Advanced Nuno Felting
Now that you know the basics of nuno felting, you can push the boundaries to make wild and funky textured scarves. Some of the new techniques we will try are: adding fringes, making puckered and sheered textures, shaping the fabric by changing the direction of the fibers, and alternating the side of the fabric that has added fibers. Marino fleece, fabrics and decorative items will be provided. Students are asked to bring a roll of bubble wrap 12 inches x 2 yards min., (make sure only one side is smooth), small amounts of fibers or yarns you’d like to try (optional), and rubber gloves.

Half day classes:

Bags, bags, bags
Use the differential shrinkage properties of wool and silk to create a uniquely textured textile the perfect weight for a handbag. We will cover patterned silk cloth with wool roving and laminate the wool to the silk. We will make a simple coordinating handle, learn a quick trick to reign in the resulting ruffles, and discuss how to stitch the whole thing together once the fabric dries. You’ll enjoy carrying the most unique bag around.
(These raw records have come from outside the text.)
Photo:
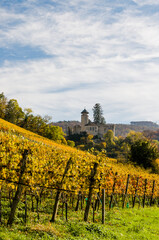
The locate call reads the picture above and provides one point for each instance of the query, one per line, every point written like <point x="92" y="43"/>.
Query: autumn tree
<point x="14" y="113"/>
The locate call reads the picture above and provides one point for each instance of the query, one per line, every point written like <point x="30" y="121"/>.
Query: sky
<point x="58" y="57"/>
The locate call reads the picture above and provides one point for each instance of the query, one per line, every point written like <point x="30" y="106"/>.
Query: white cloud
<point x="92" y="60"/>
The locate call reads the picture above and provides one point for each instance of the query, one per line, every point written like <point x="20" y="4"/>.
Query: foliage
<point x="12" y="112"/>
<point x="144" y="153"/>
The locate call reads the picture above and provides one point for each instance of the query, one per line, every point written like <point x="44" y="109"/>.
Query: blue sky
<point x="59" y="56"/>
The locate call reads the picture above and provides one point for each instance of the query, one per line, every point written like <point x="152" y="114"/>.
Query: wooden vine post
<point x="25" y="215"/>
<point x="58" y="194"/>
<point x="92" y="182"/>
<point x="18" y="193"/>
<point x="126" y="190"/>
<point x="145" y="193"/>
<point x="103" y="206"/>
<point x="137" y="183"/>
<point x="0" y="205"/>
<point x="153" y="188"/>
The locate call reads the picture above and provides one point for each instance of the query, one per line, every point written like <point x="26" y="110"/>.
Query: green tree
<point x="144" y="153"/>
<point x="98" y="114"/>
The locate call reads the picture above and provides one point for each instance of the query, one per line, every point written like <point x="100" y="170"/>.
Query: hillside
<point x="36" y="171"/>
<point x="50" y="157"/>
<point x="120" y="129"/>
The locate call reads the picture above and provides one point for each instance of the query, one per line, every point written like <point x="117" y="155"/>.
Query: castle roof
<point x="85" y="111"/>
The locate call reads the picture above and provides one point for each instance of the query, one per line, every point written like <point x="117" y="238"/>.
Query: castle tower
<point x="84" y="119"/>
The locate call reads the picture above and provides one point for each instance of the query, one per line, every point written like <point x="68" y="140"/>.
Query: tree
<point x="144" y="153"/>
<point x="98" y="114"/>
<point x="14" y="113"/>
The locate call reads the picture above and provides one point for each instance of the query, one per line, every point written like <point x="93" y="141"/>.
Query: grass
<point x="119" y="224"/>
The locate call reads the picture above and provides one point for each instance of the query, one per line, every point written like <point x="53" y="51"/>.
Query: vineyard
<point x="34" y="169"/>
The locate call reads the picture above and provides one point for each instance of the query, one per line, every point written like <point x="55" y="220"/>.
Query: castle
<point x="95" y="129"/>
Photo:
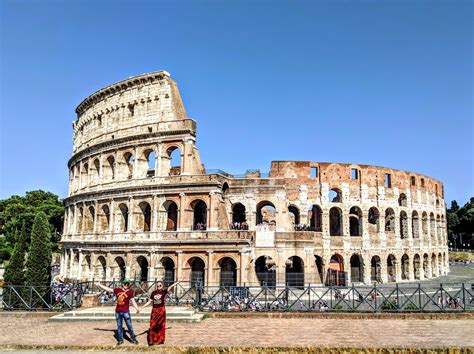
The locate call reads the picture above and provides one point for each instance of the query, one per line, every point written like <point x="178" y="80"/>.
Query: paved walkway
<point x="250" y="332"/>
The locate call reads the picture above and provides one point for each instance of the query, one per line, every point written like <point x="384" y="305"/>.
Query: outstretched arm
<point x="103" y="287"/>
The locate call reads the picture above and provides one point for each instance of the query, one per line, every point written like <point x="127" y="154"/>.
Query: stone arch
<point x="104" y="218"/>
<point x="357" y="268"/>
<point x="122" y="217"/>
<point x="294" y="272"/>
<point x="424" y="223"/>
<point x="405" y="267"/>
<point x="315" y="216"/>
<point x="335" y="195"/>
<point x="265" y="269"/>
<point x="227" y="271"/>
<point x="391" y="268"/>
<point x="416" y="266"/>
<point x="199" y="208"/>
<point x="100" y="268"/>
<point x="266" y="213"/>
<point x="415" y="224"/>
<point x="335" y="222"/>
<point x="169" y="267"/>
<point x="355" y="221"/>
<point x="238" y="213"/>
<point x="402" y="200"/>
<point x="119" y="268"/>
<point x="374" y="220"/>
<point x="197" y="266"/>
<point x="294" y="215"/>
<point x="142" y="269"/>
<point x="171" y="209"/>
<point x="144" y="217"/>
<point x="389" y="220"/>
<point x="376" y="269"/>
<point x="403" y="224"/>
<point x="336" y="274"/>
Cuddly collars and Loveable Loops
Learn how to laminate wool fibers to silk cloth to make a loop scarf or multilayer collar. You will be making fun additions to your wardrobe while you learn or hone your nuno felting skills.

Patch Pocket Perks
If you’d like to personalize a favorite jacket or blouse, try this nuno felted pocket. You can perfect straight edges or allow the silk to ruffle. This is surface design 101 with a beautiful practical product. You’ll have time to make several.

Rampant Ruffles
If you’d like to personalize a favorite jacket or blouse, try this nuno felted pocket. You can perfect straight edges or allow the silk to ruffle. This is surface design 101 with a beautiful practical product. You’ll have time to make several.

Seamless Joins
Creating a seamless garment is a two day class and two days for a workshop are hard to put together. So, in this advanced nuno felt class you will make a sample seam, learn alternate ways to lay out fibers and begin the initial shrinkage, and construct a pattern for a full sized vest to make after class.

Felted Bead Workshop
Felted beads can be a colorful and unique addition to any wardrobe, be used as buttons, or just sit in a bowl and look beautiful. In this class, we’ll make wet felted beads of several sizes and shapes and in many colors. We’ll embellish them with beads, yarns, and even tie-dye them. This is a fun and creative class.

School programs

Arts-Based Service Learning
For centuries families and communities gathered together to make their clothing and household linens by preparing fibers, spinning and dyeing yarns, and weaving or knitting fabrics. Today, the process of making clothing is fragmented – fibers may be grown in India, spun in Guatemala, dyed in the United States and assembled in Vietnam. In the process, we have lost not only the ability to make our own clothing, but also the cultural integrity that goes along with producing a unique, identifying garment from beginning to end. Teaching fiber arts raises an awareness of the issues of globalization, restores an element of cultural pride, and begins a conversation about local- and self-sufficiency. Community-wide, site specific, fiber arts projects have far reaching impacts both on the students that participate and the community that is the recipient.

Teacher In-Service

Half Day Classes
Chemical Dyes Made Easy
Natural dyes have been used for centuries in every culture and on every continent. The colors range from bright to subtle and can last for hundreds of years when applied properly. In this workshop you will learn how to dye wool yarns beautiful colors using natural and chemical dyes that are foods and food safe. These are hands on projects that work in the classroom for all grade levels using a minimum of readily available inexpensive equipment. There will be plenty of curriculum tie-ins and maybe a snack or two as well.

Weaving Stories
Weavings made on simple hand held looms are the starting point for story telling in this hands on workshop. We’ll tell a color story then weave and write our own individual stories. In the process we will learn about traditional story cloths from cultures around the world, learn several weave structures, discuss alternate age appropriate weaving projects, and be amazed by some little known historical facts that will work as curriculum tie ins for multiple disciplines.